Now that MTP is merged... What's the best outputs you're getting on Qwen 3.6 35B on 2x3090s?

**What Happened:** A thread on Reddit titled “Now that MTP is merged… What’s the best outputs you’re getting on Qwen 3.6 35B on 2x3090s?” has sparked discussion among users who are leveraging the new MTP merge for their models running on dual NVIDIA 3090 GPUs. The thread highlights that some users previously achieved impressive performance with a 1500 prompt-per-second (p/p) and 120 tokens-per-game (t/g) rate, but this has slowed to around an 80 t/g rate when using MTP. One user is sticking with their CPU fallback for now at 3500 p/p and 80 t/g until they find a better solution.

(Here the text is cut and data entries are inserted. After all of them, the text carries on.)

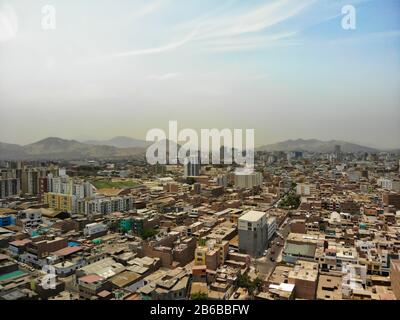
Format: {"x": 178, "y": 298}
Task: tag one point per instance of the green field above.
{"x": 109, "y": 184}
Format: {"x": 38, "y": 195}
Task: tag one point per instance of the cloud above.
{"x": 230, "y": 32}
{"x": 162, "y": 77}
{"x": 254, "y": 21}
{"x": 373, "y": 36}
{"x": 8, "y": 23}
{"x": 154, "y": 50}
{"x": 148, "y": 9}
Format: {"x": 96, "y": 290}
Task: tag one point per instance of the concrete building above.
{"x": 192, "y": 167}
{"x": 395, "y": 277}
{"x": 253, "y": 233}
{"x": 247, "y": 179}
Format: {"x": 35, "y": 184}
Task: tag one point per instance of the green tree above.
{"x": 148, "y": 233}
{"x": 199, "y": 296}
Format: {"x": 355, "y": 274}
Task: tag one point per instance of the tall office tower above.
{"x": 247, "y": 179}
{"x": 9, "y": 184}
{"x": 222, "y": 180}
{"x": 30, "y": 180}
{"x": 253, "y": 233}
{"x": 192, "y": 167}
{"x": 338, "y": 152}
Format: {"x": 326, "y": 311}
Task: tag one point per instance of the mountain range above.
{"x": 120, "y": 142}
{"x": 314, "y": 145}
{"x": 61, "y": 149}
{"x": 125, "y": 147}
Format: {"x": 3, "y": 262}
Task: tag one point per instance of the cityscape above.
{"x": 228, "y": 151}
{"x": 301, "y": 225}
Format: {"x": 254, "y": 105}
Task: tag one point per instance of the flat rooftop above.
{"x": 252, "y": 216}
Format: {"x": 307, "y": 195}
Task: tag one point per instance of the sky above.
{"x": 287, "y": 69}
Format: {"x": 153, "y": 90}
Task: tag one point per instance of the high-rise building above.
{"x": 338, "y": 152}
{"x": 247, "y": 179}
{"x": 253, "y": 233}
{"x": 192, "y": 167}
{"x": 9, "y": 184}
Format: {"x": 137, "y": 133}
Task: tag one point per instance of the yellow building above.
{"x": 200, "y": 255}
{"x": 62, "y": 202}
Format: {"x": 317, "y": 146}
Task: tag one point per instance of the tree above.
{"x": 244, "y": 281}
{"x": 148, "y": 233}
{"x": 199, "y": 296}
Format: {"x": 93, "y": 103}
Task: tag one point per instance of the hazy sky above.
{"x": 285, "y": 68}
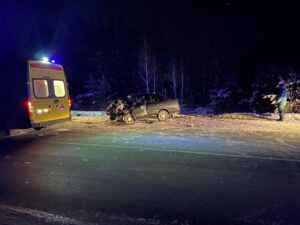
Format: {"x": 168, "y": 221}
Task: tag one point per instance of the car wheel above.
{"x": 163, "y": 115}
{"x": 128, "y": 119}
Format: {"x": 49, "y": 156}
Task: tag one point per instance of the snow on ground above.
{"x": 237, "y": 125}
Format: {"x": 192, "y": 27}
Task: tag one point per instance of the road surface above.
{"x": 94, "y": 173}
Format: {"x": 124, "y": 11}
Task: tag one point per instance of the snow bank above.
{"x": 89, "y": 113}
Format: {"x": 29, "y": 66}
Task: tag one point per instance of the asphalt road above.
{"x": 205, "y": 180}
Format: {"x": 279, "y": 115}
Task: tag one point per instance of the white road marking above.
{"x": 203, "y": 153}
{"x": 48, "y": 217}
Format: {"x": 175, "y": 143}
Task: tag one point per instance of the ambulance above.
{"x": 34, "y": 95}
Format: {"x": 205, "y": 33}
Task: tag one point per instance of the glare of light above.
{"x": 39, "y": 111}
{"x": 45, "y": 59}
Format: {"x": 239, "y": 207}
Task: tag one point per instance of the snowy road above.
{"x": 98, "y": 172}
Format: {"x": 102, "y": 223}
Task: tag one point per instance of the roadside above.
{"x": 237, "y": 125}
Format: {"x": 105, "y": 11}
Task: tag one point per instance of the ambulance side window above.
{"x": 41, "y": 88}
{"x": 59, "y": 88}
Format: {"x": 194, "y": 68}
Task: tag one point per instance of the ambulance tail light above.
{"x": 70, "y": 102}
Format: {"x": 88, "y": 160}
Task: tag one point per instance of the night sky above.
{"x": 241, "y": 37}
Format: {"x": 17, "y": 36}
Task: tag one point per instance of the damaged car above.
{"x": 138, "y": 106}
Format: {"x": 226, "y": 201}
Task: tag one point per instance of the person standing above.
{"x": 282, "y": 99}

**Why It Matters:** This discussion underscores the ongoing experimentation and optimization efforts within the AI community, particularly concerning how different models perform on specific hardware configurations. The merging of MTP (Model Training Pipeline) has likely introduced changes that affect performance metrics, prompting users to reassess their setups. For those running large-scale models like Qwen 3.6 on high-performance GPUs, understanding these nuances is crucial for maintaining optimal performance and efficiency.

– **Users are seeking insights into new model outputs after the MTP merge.**
– **Performance has varied post-merge, with some users experiencing a reduction in token generation rate.**
– **There’s an ongoing need to fine-tune configurations or find alternative solutions to achieve desired output rates.**

Originally published at reddit.com. Curated by AI Maestro.

Stay ahead of AI. Get the most important stories delivered to your inbox — no spam, no noise.